Hybrid learning risks exacerbating the pandemic 

Park must do all it can to slow the spread as cases skyrocket


Gabriel Kaplan

March 18 was decades ago, or so it feels. Many are understandably giddy to step back into the building after nearly six months of distance learning, but the pandemic still rages and hybrid learning is simply too dangerous.

According to the New York Times, Minnesota COVID-19 cases and hospitalizations both hit new peaks in just the last week — over the last two weeks, cases are up 54 percent, deaths 28 percent and hospitalizations 40 percent. Although survival rates have slightly improved as doctors gain new experience with the virus, literally hundreds more of our fellow Minnesotans now sit on ventilators fighting for their lives. 

The urgency many students feel to restart in-person learning is valid, but the decision to go back was nothing short of reckless given our spiking cases. Park implemented a number of precautions for the first week back, but any setting in which we interact with one another — especially indoors — creates the risk for transmission. Not to mention potential issues with enforcement and the apparent risk of eating together without masks (even while distancing) with an airborne virus ravaging our community.

The supposed benefits presented by hybrid learning are not convincing. Most if not all classes still run as if they are fully distanced, with many in-person students still having to participate over Zoom. So, academically, there does not seem to be much of a difference.

Many participating students noted how good it felt to see peers and teachers in-person for the first time in months, but this social benefit does not justify the risk of in-person school.
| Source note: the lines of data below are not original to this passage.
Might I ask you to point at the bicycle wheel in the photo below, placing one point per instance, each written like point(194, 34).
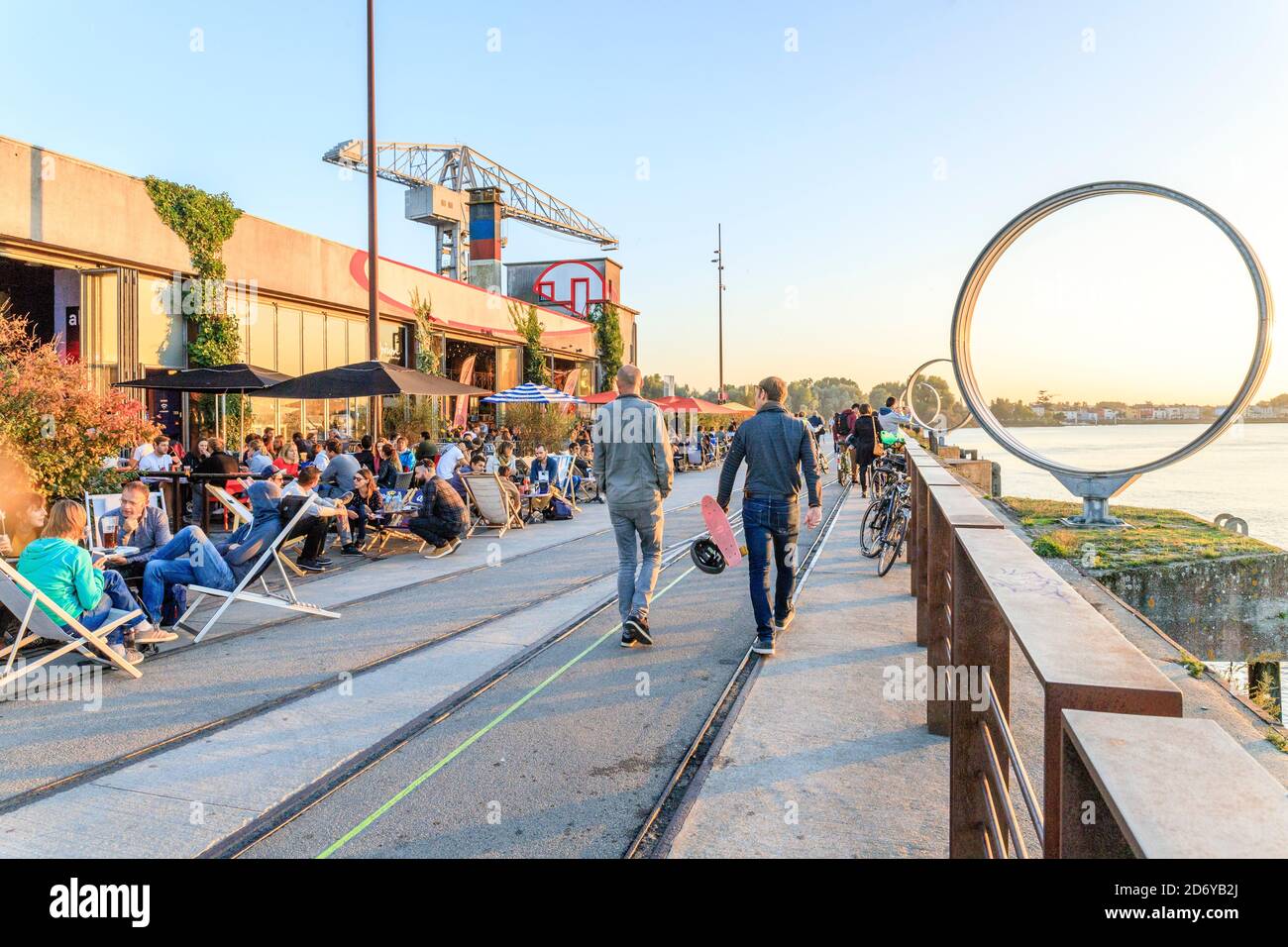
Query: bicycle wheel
point(872, 527)
point(893, 545)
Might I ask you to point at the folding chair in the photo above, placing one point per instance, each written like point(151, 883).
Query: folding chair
point(496, 509)
point(24, 599)
point(395, 525)
point(98, 505)
point(286, 599)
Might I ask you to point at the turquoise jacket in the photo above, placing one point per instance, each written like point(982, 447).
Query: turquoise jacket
point(64, 573)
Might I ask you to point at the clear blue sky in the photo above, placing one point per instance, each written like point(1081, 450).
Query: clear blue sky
point(855, 178)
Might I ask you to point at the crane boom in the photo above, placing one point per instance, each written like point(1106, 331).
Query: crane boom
point(460, 167)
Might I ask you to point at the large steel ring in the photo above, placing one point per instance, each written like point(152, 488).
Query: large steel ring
point(912, 411)
point(992, 253)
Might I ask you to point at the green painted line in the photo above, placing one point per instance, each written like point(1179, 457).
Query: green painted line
point(478, 735)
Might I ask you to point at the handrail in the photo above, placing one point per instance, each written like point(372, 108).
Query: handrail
point(979, 586)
Our mental health and social lives are incredibly important, however, they cannot come at the cost of other’s physical safety.

Teachers’ inability to truly opt-out (as many students have chosen to do) likely presents the greatest flaw in the hybrid model. Staff supposedly have a choice: stay home and take no pay or go in and potentially risk their health. For many, there is really only one option. By choosing to move into hybrid, administration literally risks the lives of our staff.

As COVID-19 cases skyrocket, we must do all we can to stem the spread. Instead, Park has chosen to go back to school and risk inflaming the already blazing pandemic. Administration should cancel hybrid school until cases decline.